The “Right Care” Case Management Model

As healthcare reforms, some “best practices” are simply failing to manage the seemingly constant change in our industry. What was best then is mediocre now. What is now required is a new philosophy encouraging a forward-thinking culture that reacts to change quickly, and at times, proactively leads the change. What we need now are “leading practices.”

In establishing a leading practice in Case Management, we performed an unfiltered assessment of the triad model, which is the current care delivery Case Management model. This model creates three distinct parts: utilization review, care coordination and discharge planning. Each part is performed by three different individuals. Unfortunately, this practice has created the risk of communication silos as well as work flow that can negatively impact patient care and throughput while creating a multitude of other barriers.

Using Einstein’s idea that problems cannot be solved “with the same thinking that created them,” we made a decision to turn the triad model on its side. As a result, “Right Care” was envisioned.

Right Care Case Management ModelThe “Right Care” Case Management model is an interdisciplinary hourglass model designed to manage the flow of resources needed by a patient proactively versus “chasing” to review and validate the use of resources after they’ve been consumed. It’s an innovative, non-traditional process that moves away from the triad cylindrical structure that leads to the risk of silos.

The pilot for Right Care has been implemented in two hospitals over the past eight weeks with very early evidence of measurable improvements. In Facility A, the outpatient observation rate is down from 24 percent to 18 percent and holding, while insurance denial rates improve. In Facility B, on a single medical unit, the outpatient observation rates are holding at 10 percent, and the inpatient length of stay is down, saving 100 excess days. The patient satisfaction scores for the Facility B medicine unit are improved in the areas of nursing communication, up 7.5 percent; doctor communication — up 28 percent; communication about medicines, up 15.5 percent; and transition of care up 6.1 percent. “Overall hospital rating” score is up by 24.7 percent and hospital acquired conditions (HACs) are at zero. This is significant for this unit as they have had a history of 3-6 HACs per quarter for some time. These early outcomes are encouraging.

To further modernize the process model, we’ve identified the need to use technology to manage the utilization review. UR is an important beast that, left unattended, will gorge itself on precious productivity while potentially leaving behind poor outcomes and financial impacts. Our solution is using an evidence-based, automated utilization review platform that literally scans and reviews every patient’s EHR in near real time versus the accepted “best practice” of the manual application of a commercial screening tool that may be at odds with a payer’s commercial screening tool.

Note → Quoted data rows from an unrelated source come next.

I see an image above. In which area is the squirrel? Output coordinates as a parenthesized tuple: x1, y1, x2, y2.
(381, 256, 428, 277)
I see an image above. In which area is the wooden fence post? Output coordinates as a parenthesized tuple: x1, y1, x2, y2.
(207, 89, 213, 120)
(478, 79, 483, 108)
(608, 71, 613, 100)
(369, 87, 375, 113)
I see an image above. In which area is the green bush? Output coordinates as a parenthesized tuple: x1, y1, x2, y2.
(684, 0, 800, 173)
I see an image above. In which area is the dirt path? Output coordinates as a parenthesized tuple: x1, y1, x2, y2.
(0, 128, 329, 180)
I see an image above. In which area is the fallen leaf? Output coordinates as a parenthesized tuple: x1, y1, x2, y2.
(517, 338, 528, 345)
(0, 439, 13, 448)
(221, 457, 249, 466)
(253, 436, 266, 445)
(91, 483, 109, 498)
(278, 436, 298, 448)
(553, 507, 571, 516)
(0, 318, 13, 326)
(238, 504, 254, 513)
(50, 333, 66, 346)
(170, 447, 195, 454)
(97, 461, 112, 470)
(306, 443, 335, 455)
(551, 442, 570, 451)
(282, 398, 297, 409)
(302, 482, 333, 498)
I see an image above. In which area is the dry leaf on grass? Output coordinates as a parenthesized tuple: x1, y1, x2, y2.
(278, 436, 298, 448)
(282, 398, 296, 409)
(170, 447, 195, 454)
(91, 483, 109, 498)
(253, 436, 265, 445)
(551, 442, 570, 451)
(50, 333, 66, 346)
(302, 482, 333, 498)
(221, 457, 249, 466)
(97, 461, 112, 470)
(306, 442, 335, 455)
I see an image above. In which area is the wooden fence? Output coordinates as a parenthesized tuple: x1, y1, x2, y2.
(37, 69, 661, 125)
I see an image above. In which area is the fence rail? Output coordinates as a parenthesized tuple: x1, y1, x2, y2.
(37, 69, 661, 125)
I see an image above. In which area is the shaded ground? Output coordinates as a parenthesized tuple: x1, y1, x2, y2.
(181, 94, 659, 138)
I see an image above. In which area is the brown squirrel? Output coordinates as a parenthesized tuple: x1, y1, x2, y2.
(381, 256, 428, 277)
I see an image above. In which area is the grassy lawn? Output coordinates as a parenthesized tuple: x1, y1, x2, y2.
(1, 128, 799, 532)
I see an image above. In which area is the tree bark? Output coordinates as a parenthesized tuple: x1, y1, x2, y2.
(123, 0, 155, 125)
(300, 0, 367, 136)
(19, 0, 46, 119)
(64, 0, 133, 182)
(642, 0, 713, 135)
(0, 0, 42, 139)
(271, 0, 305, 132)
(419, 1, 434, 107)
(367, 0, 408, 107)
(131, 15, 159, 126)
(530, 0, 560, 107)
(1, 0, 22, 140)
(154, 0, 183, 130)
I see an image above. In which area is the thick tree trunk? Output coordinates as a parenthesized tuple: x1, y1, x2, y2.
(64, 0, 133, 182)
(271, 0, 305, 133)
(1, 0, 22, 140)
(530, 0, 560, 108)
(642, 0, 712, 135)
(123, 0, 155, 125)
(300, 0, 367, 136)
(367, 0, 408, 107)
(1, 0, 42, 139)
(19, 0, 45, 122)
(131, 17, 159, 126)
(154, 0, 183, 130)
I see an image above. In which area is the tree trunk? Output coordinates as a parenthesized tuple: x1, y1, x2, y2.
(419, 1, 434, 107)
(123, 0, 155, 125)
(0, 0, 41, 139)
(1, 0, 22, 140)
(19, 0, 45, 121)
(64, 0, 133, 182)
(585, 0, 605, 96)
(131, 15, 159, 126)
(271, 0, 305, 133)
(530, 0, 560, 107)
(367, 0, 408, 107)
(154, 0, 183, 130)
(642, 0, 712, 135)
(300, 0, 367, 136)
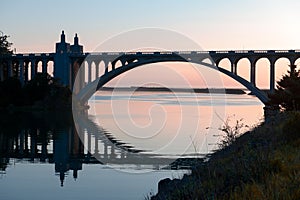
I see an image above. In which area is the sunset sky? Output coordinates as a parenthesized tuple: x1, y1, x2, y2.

To keep up with health care reform, Case Management must leave behind the human-error prone best practices of the current legacy models and develop leading practice models powered by technology, as other areas of healthcare have been doing for years. The use of technology to create automated risk triggers for discharge planning, readmissions, clinical care and utilization review would allow a quick drill down to the patient most at risk with a potential side benefit of improved patient experiences, as noted in some of our early Right Care trial findings.

Through forward-thinking practices and technological tools, Case Management can write its own evidence-based practice for the 21st century.